Moz, who is on the shortlist with Susan Hall (a former Tory leader on the Greater London Assembly), makes an impressive case for why he has to be the candidate. ‘The only way to win London is to reach all Londoners. I’m the only one, because of my background and the lives I’ve lived, who can do that. You can’t just defeat Khan by being a traditional Conservative. I’m passionate but I’m different.’

In the 2021 Census there were almost 1.4 million Muslims in London, the Bangladeshi population is 322,000. Moz is a Muslim who prays to Mecca, but not every day. Does he go to mosque? ‘Not as often as I should or as often as my brother would like, but I do go.’

A huge admirer of Boris Johnson, he’s been bolstered by the ex-PM’s support behind the scenes.

‘He was a fantastic Mayor. There was a sense of excitement with Boris. If Conservative members vote for me, I will bring back that excitement.’

Former Cabinet ministers such as Dame Priti Patel and Sir Iain Duncan Smith are backing him.
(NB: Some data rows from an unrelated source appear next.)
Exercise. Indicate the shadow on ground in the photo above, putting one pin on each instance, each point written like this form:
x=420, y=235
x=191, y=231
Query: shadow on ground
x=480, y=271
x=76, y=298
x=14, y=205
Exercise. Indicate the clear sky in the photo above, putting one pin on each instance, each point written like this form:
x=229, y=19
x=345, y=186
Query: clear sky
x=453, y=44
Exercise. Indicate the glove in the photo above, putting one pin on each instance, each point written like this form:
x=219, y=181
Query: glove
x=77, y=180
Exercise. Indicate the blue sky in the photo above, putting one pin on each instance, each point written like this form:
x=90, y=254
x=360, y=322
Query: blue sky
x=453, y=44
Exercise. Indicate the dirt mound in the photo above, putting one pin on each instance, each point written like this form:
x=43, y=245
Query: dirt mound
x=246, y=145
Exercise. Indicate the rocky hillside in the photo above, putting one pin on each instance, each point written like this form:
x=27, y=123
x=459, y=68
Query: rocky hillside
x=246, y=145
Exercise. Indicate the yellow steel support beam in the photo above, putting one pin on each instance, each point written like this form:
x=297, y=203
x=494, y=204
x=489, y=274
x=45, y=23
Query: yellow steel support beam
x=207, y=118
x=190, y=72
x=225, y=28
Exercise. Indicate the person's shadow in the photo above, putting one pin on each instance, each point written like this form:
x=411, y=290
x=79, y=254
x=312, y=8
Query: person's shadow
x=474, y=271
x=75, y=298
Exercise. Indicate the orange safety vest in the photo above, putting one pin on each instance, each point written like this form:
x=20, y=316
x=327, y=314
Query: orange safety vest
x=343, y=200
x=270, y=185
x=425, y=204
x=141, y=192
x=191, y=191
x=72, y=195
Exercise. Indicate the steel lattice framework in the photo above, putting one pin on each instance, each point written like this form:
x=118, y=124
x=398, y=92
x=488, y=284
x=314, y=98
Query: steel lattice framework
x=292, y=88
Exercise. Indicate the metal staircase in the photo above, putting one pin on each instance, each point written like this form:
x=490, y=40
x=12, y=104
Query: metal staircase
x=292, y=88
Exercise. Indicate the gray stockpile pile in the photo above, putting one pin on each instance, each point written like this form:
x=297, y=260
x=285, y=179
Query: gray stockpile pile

London Tory Party members, take note.

While he’s single, he’s had three serious relationships and still hopes to get married. Clearly a modern man, to the horror of his spin doctor, he proudly talks about his skincare regime, revealing: ‘I use La Roche-Posay moisturiser.’ (It’s £16.50 for a small bottle.) He wears designer suits and always red socks.

Pressed on his age, he stumbles. His CV says 48. ‘I don’t know my date of birth as there was no system of recording it in the village. My date of birth was given to me by my school teacher. Maybe I’m 100!’

A fan of Mrs Thatcher, Moz joined the Tories under David Cameron in 2015 and gained British citizenship in 2009: ‘My heart belongs to the village where I was born but my soul belongs to this city, this country.’

The only tragedy is that Moz’s parents did not live long enough to see their boy rise to the upper echelons of the British establishment.

Against a story as impressive as his, and such fighting spirit, Sadiq Khan would do well to look over his shoulder, whatever the pollsters say.